Augment() inconsistent behaviour

  1. When I use a traditional model object in the augment(), it returns:
  • the predictions in .fitted column
  • depending on whether new_data or data arguments were provided we'd also get: .resid (& .std.resid, .hat, .sigma, .cooksd.
  • it would also compute intervals when the interval element is provided.
fit_trad <- lm(mpg ~ wt, data = mtcars)
augment(fit_trad, data = mtcars)
  1. However, if you provide it with a model wokflow object:
  • This time you'll only get the prediction columns and with a different name: .pred
  • Augment would not accept data argument and accepts only the new_data (or newdata?! according to the help page) argument.
  • Providing the interval argument doesn't seem to do anything.
rec <- 
  recipe(mpg ~ wt, data = mtcars)

spec_lm <- 
  linear_reg() %>% 
  set_engine("lm")

wf <- 
  workflow() %>% 
  add_recipe(rec) %>% 
  add_model(spec_lm) %>% 
  fit(data = mtcars)

augment(wf, new_data = mtcars, interval = "confidence")
  1. Now if you feed it a Parsnip object:
  • results are almost similar to providing the workflow object,
  • except this time, you'd get the .resid column too but not the .std.resid
  • Unlike the using the wf, here you'll have to apply the recipe to the new_data the separately. (I just realized this in my original code)
parsnip <- wf %>% extract_fit_parsnip()
augment(parsnip, new_data = mtcars, interval = "confidence")
  1. So say, I want to still use tidymodels approach but get the results produced had I provided traditional model fit, I'd extract the model fit from the parsnip object and then plug it into the augment.
    This would yield the confidence interval but:
  • Other columns of the original data are removed!
  • Sometimes (despite plugging in the training data) this approach won't give you the .std.resid
  • The outcome column name is changed to ..y
fit_new <- wf %>% extract_fit_engine()
augment(fit_new , new_data = mtcars, interval = "confidence")

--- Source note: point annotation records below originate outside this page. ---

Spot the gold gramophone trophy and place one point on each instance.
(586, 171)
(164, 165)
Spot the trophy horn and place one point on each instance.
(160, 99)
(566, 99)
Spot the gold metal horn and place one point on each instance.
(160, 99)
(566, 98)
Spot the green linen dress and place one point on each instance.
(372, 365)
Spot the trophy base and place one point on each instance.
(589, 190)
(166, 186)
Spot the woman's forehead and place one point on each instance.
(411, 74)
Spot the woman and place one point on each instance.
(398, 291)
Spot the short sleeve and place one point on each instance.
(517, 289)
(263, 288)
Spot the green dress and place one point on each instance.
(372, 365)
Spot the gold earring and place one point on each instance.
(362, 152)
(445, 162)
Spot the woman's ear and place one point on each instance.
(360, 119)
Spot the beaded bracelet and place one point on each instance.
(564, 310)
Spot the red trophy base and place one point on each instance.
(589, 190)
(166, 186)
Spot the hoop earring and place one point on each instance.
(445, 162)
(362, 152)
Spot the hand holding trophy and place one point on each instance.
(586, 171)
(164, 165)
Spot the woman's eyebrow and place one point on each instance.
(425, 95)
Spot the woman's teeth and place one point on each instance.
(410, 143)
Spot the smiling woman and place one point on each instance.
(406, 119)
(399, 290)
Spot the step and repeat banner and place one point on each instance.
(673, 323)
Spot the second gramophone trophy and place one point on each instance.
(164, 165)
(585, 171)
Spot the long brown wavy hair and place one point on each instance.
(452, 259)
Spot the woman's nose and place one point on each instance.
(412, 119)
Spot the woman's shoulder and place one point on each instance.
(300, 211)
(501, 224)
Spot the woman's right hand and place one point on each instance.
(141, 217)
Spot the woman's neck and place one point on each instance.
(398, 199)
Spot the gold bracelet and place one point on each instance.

This is so confusing. I expected to just plug in the workflow object and new_data and get exactly what I would have got had I plugged in the traditional model fit.

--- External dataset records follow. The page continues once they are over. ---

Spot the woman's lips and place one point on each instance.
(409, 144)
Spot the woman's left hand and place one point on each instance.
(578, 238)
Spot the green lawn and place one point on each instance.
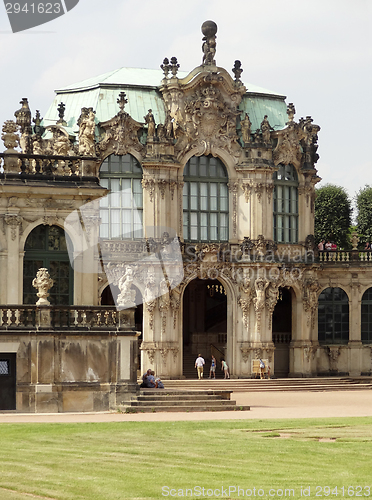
(140, 460)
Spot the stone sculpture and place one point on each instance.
(86, 135)
(43, 283)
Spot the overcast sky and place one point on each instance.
(316, 52)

P.S: the newdata / new_data argument is also confusing. the help document says augment() argument is newdata. but actually:

  • If you are using the tidymodel objects you should use new_data
  • If you are using a traditional model (example 1) it's newdata. and in this case if you don't provide it (or mistakenly plug in new_data), then augment() would silently use the data used for the model fit.

Thanks for the post!

re: 2.

This time you'll only get the prediction columns and with a different name: .pred

tidymodels can only promise internal consistency here---any model object situated in a workflow will always house its predictions in a predictable way.

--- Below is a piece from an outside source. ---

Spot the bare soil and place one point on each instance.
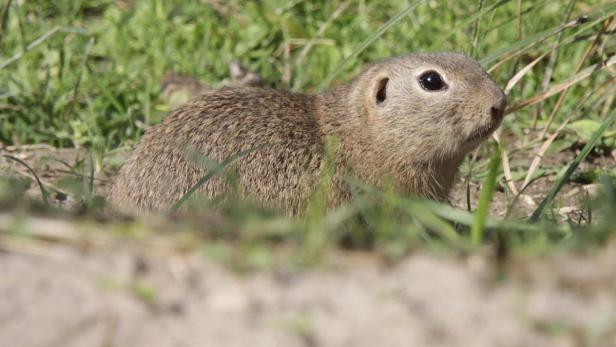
(129, 293)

  • Augment would not accept data argument and accepts only the new_data (or newdata?! according to the help page) argument.

re: not accepting data, tidymodels is a predictive-modeling focused framework and thus does not make resubstitution (predicting on training data) easy.

re: the change to new_data, this argument name is snake case and thus internally consistent with the way we name arguments in the rest of the package ecosystem. We prioritize consistency among the packages we write over consistency elsewhere, as we can't control what other package authors do.

Providing the interval argument doesn't seem to do anything.

Yup, this ought to be better documented, as in augment.model_fit(). Thanks!

re: 3.

except this time, you'd get the .resid column too but not the .std.resid

With both workflows and parsnip fits (dev versions), I see the same result. When you say "but not the .std.resid" I believe you're referring to the lm tidy method, which we don't promise consistency with.

Unlike the using the wf, here you'll have to apply the recipe to the new_data the separately. (I just realized this in my original code)

This is exactly the benefit of using a workflow. :slight_smile:

I expected to just plug in the workflow object and new_data and get exactly what I would have got had I plugged in the traditional model fit.

The parsnip and workflow tidying methods are designed to be as internally consistent as possible (workflow in, same type of output out). It would be nice to get that additional information you're describing out of, say, the method for lm(), but if I pass output from different modeling approaches into their own tidying methods, I will get different output columns depending on what's well-defined for that model.

re: 4.

I want to still use tidymodels approach but get the results produced had I provided traditional model fit... This is so confusing. I expected to just plug in the workflow object and new_data and get exactly what I would have got had I plugged in the traditional model fit.

A trade-off in this case, I suppose. Exchanging consistency for richness.

P.S: the newdata / new_data argument is also confusing. the help document says augment() argument is newdata .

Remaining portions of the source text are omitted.